А теперь внимательно рассмотрим сам опыт, изображенный на картине. Мы видим, что в колбе сидит птица (чтобы подчеркнуть драматизм происходящего, Райт изобразил белого какаду, хотя обычно для подобных опытов использовали воробьев или мелких животных, например, мышей). На колбе установлен кран. Если закрыть его и откачать из колбы воздух, птица задохнется. Сейчас это ясно каждому, но в середине XVIII века многим требовался наглядный пример в качестве научного доказательства. Кислород как особое вещество открыли лишь в 1770-е годы. Мальчик на заднем плане в свете луны за окном опускает клетку, но его снедают сомнения: ведь если птица погибнет, то клетка больше не понадобится.

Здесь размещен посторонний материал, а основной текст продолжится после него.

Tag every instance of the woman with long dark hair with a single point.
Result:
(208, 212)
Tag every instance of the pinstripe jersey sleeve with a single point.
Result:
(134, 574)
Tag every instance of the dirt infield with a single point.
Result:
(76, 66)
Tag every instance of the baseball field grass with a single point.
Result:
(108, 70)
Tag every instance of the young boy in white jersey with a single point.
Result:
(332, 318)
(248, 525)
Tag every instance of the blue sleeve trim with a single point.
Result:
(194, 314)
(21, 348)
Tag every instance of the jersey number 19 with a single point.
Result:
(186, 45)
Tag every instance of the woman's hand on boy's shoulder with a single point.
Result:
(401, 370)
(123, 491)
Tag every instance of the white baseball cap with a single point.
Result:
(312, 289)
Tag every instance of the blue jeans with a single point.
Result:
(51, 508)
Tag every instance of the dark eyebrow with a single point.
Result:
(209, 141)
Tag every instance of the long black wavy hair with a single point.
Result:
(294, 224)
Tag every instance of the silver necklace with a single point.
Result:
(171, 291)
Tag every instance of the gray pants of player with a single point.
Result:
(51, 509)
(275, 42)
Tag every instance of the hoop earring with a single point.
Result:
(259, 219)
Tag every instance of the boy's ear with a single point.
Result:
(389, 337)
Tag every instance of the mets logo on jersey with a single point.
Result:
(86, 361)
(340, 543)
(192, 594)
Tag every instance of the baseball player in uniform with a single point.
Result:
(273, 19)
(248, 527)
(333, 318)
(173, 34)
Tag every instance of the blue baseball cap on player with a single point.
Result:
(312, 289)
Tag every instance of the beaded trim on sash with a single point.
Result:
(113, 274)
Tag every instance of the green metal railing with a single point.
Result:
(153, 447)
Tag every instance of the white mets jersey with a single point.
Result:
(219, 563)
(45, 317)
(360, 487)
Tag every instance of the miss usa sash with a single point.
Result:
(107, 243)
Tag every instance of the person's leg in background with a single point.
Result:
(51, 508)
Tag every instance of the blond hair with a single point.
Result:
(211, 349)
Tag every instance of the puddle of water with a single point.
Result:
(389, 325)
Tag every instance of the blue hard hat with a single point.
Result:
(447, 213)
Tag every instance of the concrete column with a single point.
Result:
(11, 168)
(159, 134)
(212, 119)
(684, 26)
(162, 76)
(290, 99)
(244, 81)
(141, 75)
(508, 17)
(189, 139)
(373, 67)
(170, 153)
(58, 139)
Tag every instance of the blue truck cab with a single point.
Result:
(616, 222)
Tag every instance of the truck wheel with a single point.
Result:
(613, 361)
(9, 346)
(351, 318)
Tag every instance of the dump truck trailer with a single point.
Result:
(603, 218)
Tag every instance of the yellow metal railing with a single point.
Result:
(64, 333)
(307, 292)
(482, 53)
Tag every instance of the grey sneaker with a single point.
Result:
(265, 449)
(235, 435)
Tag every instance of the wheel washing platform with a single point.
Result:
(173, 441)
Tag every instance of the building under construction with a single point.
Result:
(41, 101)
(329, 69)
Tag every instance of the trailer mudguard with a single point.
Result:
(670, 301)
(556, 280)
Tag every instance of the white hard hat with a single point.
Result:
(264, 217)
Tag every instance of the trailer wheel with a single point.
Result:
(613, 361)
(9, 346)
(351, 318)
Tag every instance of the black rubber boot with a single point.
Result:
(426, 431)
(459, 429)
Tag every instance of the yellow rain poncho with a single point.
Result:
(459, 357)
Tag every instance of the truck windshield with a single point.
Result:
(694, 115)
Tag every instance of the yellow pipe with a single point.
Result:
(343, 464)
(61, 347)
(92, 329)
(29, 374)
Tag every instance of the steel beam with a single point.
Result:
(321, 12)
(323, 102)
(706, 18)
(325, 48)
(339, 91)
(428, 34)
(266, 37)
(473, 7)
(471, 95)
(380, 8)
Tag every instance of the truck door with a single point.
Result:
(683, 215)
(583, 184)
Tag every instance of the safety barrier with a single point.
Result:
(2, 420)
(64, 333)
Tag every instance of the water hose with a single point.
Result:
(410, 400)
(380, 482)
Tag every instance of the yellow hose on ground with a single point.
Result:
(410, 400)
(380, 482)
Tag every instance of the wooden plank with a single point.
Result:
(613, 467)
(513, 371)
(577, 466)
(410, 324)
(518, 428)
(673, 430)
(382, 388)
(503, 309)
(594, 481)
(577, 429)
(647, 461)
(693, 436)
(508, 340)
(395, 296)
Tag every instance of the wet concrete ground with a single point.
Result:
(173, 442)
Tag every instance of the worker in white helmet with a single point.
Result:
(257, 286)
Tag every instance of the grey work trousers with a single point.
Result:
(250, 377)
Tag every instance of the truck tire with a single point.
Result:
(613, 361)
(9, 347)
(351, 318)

Мы видим и самого ученого-экспериментатора. Волнистые волосы и длинная одежда ученого гостя делают его похожим на колдуна. И здесь опять на память приходит образ пресловутого Бакленда с его пристрастием к черной мантии. И такие ассоциации не случайны. Просвещение еще не до конца смогло выработать язык строгой науки. В эту эпоху учеными слыли и всевозможные авантюристы, занимающиеся алхимией и каббалой. Такие, как Калиостро и граф Сен-Жермен. Даже Казанова выдавал себя за знаменитого алхимика и каббалиста. Тогда всех странноватых исследователей природы приглашали в богатые дома, чтобы они украсили вечерний досуг хозяев ученой беседой.
На левом плане картины в глаза бросается пара влюбленных. Это дань галантному веку, с которым Просвещение так и не смогло порвать, подчинив все разуму. В отличие от остальных гостей, поглощенных ходом опыта, эти изысканно одетые влюбленные видят только друг друга. Ослепленные любовью, они остаются равнодушными и к опыту, и к ученому, и к невольно возникшим нравственным вопросам: ради доказательства научной истины в жертву приносится прекрасная птица.